C’est pourquoi nos collègues adhèrent majoritairement aux propositions du SNES, celles de tirer l’évaluation vers l’aide et le conseil, de la déconnecter de ce fait de l’avancement, d’en tirer des propositions de formation continue. L’évaluation doit avoir pour objectif l’amélioration du service public d’éducation. Ce n’est pas en effet la sanction financière d’un ralentissement de carrière qui permet de surmonter difficultés et insuffisances. Nous jugeons indispensable de favoriser les bonnes pratiques collectives et de valoriser le travail en équipe.
Mais, Monsieur le Recteur, le barème que vous avez arrêté pour la hors-classe, contre l’avis de l’ensemble des personnels, marque un pas de plus vers l’individualisation. Vous ajoutez à la double notation annuelle, administrative et pédagogique, une nouvelle évaluation, spécifique au passage à la hors-classe.
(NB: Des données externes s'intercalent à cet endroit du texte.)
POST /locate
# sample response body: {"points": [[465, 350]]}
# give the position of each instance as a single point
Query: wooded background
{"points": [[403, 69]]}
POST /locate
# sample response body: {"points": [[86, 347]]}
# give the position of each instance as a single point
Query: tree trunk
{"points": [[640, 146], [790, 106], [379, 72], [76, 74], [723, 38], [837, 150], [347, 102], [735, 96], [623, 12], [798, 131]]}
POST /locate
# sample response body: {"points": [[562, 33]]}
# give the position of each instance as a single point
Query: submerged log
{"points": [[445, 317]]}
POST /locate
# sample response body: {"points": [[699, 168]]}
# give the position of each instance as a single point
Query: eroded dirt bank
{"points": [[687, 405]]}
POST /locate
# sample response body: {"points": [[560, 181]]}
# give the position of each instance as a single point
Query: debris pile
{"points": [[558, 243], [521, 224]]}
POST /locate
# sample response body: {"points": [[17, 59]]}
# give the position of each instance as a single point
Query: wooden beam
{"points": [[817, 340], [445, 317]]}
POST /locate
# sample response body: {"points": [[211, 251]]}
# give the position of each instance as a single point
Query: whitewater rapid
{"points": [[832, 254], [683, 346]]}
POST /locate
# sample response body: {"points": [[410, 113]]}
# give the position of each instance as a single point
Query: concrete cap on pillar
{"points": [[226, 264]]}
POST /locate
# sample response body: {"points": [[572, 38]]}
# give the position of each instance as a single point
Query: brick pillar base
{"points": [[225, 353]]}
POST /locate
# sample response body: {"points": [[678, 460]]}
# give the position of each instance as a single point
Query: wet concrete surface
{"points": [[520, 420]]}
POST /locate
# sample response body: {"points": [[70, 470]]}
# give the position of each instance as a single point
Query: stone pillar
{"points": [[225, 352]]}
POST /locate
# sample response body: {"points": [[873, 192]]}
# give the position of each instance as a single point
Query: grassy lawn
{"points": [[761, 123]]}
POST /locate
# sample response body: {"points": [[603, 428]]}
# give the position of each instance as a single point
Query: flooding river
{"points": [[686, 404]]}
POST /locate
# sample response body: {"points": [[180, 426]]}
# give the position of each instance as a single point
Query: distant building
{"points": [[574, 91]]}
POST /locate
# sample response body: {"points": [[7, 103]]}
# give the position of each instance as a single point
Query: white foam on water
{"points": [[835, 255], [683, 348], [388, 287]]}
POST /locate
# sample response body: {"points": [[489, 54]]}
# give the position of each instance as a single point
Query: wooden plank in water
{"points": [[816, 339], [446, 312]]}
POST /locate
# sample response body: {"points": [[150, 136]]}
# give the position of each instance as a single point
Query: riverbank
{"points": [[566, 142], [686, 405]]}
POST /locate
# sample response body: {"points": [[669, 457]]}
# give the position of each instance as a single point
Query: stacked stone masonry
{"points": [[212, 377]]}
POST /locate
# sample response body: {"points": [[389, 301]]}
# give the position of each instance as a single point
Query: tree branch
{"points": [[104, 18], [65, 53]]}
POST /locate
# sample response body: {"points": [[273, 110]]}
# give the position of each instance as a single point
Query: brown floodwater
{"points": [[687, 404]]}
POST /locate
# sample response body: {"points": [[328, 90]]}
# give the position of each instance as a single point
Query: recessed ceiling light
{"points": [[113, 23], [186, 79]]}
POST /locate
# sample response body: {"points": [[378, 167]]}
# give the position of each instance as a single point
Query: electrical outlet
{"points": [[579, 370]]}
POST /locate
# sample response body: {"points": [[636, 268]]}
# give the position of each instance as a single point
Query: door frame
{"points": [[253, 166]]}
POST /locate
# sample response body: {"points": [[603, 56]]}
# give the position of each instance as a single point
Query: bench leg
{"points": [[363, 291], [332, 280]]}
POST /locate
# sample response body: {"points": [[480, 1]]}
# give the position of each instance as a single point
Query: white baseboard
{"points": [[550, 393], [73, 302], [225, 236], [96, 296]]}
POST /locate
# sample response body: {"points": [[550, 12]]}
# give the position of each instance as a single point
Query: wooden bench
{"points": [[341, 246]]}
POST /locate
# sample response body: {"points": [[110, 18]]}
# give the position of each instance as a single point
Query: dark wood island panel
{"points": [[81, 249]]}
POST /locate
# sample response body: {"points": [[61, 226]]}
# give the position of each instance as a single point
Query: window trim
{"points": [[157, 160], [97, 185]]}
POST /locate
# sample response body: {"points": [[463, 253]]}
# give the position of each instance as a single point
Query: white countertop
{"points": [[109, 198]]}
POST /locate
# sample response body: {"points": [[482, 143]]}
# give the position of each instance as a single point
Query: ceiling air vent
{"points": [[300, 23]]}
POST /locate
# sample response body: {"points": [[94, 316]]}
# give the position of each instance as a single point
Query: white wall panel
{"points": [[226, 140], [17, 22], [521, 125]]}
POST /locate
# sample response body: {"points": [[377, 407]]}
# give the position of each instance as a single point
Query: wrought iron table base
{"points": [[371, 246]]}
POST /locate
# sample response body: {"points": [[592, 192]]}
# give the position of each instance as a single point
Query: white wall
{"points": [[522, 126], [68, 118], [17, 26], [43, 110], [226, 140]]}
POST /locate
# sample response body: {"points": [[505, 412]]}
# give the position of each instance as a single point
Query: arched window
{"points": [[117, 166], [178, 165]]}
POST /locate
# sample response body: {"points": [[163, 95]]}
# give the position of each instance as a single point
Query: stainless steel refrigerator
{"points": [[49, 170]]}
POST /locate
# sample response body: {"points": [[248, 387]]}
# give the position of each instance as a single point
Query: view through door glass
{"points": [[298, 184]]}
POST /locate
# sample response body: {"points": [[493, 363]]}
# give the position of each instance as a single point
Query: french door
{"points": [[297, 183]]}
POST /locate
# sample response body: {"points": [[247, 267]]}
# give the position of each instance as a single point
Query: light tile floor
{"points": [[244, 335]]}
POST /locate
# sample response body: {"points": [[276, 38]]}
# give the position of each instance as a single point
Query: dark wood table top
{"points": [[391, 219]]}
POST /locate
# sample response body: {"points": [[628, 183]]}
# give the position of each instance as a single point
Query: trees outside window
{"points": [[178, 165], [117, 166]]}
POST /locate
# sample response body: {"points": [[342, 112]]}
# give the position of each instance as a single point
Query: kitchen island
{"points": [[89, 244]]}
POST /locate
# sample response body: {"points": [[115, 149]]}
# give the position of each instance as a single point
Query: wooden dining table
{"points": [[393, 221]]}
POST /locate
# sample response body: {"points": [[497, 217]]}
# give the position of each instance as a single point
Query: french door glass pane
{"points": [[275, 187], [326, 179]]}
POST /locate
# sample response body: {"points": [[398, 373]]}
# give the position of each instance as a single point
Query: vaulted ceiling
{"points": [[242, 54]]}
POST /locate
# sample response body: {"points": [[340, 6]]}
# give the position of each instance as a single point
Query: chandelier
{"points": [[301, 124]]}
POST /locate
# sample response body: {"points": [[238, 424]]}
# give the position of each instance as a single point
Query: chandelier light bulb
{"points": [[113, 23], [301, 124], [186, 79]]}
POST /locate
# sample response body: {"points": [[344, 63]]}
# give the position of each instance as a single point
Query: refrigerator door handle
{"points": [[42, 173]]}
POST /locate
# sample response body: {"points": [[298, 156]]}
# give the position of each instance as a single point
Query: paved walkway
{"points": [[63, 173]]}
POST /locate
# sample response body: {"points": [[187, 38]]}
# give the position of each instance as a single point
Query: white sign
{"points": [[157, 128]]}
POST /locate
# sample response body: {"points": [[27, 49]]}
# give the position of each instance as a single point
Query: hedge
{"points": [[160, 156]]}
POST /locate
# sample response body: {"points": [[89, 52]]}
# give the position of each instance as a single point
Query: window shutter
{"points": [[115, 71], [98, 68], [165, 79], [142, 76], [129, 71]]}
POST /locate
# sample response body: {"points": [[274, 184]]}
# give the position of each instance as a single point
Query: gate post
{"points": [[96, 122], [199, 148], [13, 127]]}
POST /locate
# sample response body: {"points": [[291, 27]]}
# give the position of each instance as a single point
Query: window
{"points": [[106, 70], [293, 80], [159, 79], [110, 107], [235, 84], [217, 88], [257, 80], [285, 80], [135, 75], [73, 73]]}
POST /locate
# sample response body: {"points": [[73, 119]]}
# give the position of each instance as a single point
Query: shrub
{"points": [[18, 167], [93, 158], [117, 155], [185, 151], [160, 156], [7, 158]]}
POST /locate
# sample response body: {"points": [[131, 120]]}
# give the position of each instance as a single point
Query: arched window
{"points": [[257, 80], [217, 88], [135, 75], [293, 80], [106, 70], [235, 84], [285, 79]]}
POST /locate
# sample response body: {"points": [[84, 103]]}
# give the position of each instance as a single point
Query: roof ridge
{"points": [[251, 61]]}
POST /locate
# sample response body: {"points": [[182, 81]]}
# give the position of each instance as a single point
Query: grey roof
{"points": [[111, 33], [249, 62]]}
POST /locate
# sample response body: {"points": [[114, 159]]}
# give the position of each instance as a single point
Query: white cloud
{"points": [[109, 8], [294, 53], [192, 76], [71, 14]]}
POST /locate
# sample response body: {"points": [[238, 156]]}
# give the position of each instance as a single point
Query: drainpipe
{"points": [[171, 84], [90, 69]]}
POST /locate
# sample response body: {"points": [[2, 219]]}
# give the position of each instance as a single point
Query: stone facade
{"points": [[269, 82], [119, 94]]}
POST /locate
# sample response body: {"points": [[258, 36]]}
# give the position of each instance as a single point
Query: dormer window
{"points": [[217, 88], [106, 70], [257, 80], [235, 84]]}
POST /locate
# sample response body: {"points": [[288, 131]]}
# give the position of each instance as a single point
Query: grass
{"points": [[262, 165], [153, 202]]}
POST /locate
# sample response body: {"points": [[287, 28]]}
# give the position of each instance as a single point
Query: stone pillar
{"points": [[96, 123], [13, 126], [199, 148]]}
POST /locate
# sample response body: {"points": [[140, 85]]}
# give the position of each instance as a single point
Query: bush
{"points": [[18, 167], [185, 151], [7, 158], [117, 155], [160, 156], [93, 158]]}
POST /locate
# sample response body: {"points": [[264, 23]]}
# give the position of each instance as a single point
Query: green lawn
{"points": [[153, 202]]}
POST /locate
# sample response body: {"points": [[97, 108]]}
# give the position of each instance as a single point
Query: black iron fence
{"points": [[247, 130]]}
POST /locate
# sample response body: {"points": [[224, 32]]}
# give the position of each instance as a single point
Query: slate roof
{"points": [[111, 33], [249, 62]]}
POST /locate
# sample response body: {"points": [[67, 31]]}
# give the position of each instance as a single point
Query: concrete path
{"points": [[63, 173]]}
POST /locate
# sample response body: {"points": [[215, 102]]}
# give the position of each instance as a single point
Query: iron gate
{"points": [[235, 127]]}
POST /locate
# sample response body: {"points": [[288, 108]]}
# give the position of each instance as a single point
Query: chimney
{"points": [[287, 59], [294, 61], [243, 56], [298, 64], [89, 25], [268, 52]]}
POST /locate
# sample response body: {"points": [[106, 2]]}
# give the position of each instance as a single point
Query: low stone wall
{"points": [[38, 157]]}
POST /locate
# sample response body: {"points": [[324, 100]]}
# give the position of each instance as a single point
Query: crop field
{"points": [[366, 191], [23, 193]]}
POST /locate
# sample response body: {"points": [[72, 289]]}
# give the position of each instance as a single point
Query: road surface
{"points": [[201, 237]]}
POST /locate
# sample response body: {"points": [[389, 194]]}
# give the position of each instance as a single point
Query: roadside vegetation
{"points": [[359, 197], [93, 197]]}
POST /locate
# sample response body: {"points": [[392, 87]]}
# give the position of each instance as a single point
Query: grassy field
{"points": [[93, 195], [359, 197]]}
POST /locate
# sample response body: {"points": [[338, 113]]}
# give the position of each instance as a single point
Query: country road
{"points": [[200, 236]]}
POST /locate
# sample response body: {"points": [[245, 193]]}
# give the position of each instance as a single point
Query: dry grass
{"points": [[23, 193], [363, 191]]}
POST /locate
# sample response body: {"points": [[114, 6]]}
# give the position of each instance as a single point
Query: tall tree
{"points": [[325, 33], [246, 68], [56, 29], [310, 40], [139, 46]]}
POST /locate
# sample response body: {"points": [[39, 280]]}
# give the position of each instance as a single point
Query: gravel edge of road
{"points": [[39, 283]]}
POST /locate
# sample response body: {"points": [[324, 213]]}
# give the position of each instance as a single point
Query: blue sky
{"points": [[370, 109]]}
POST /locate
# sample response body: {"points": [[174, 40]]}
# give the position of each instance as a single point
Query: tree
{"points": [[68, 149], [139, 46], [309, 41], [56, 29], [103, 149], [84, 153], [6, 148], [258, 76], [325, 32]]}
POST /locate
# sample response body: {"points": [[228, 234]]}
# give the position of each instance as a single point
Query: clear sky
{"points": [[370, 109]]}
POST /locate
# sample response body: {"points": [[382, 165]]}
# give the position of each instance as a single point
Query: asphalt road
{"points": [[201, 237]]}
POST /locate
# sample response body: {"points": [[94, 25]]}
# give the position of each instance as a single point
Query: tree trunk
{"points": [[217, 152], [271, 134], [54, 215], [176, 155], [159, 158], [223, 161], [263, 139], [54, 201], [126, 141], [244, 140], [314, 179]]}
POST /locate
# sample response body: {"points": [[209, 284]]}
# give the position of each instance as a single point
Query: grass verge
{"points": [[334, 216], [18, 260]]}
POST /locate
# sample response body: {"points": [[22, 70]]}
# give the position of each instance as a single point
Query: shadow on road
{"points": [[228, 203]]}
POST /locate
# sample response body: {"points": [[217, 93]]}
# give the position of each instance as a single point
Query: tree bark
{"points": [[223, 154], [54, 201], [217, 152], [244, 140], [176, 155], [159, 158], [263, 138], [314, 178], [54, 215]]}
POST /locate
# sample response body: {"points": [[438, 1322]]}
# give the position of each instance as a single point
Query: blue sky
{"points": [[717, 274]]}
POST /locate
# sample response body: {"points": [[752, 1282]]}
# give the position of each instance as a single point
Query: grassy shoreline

Loin de garantir à chaque agent une équité de traitement, vous avez installé de nouvelles modalités de notation sans pour autant fixer de cadres précis aux notateurs. Nous vous avions alerté sur les injustices entre collègues qui inéluctablement allaient se faire jour. Le constat est édifiant. Dans ce tableau d’avancement, les effets d’établissements, les effets de discipline, les effets de fonction sont indéniables.
Les discriminations entre disciplines, déjà très fortes pour les promotions d’échelon, sont confirmées dans ce nouveau barème de hors-classe et concernent les mêmes collègues. Alors que certains étaient déjà lésés par des retards importants d’inspection, entraînant parfois un passage au 11e échelon à l’ancienneté, ces retards figent définitivement leurs parcours de carrière à 40 points. Chaque année, par l’arrivée de nouveaux collègues dans le 11e échelon à un rythme plus favorable, ils seront systématiquement lésés au barème, les privant ainsi de toutes perspectives d’une hors-classe.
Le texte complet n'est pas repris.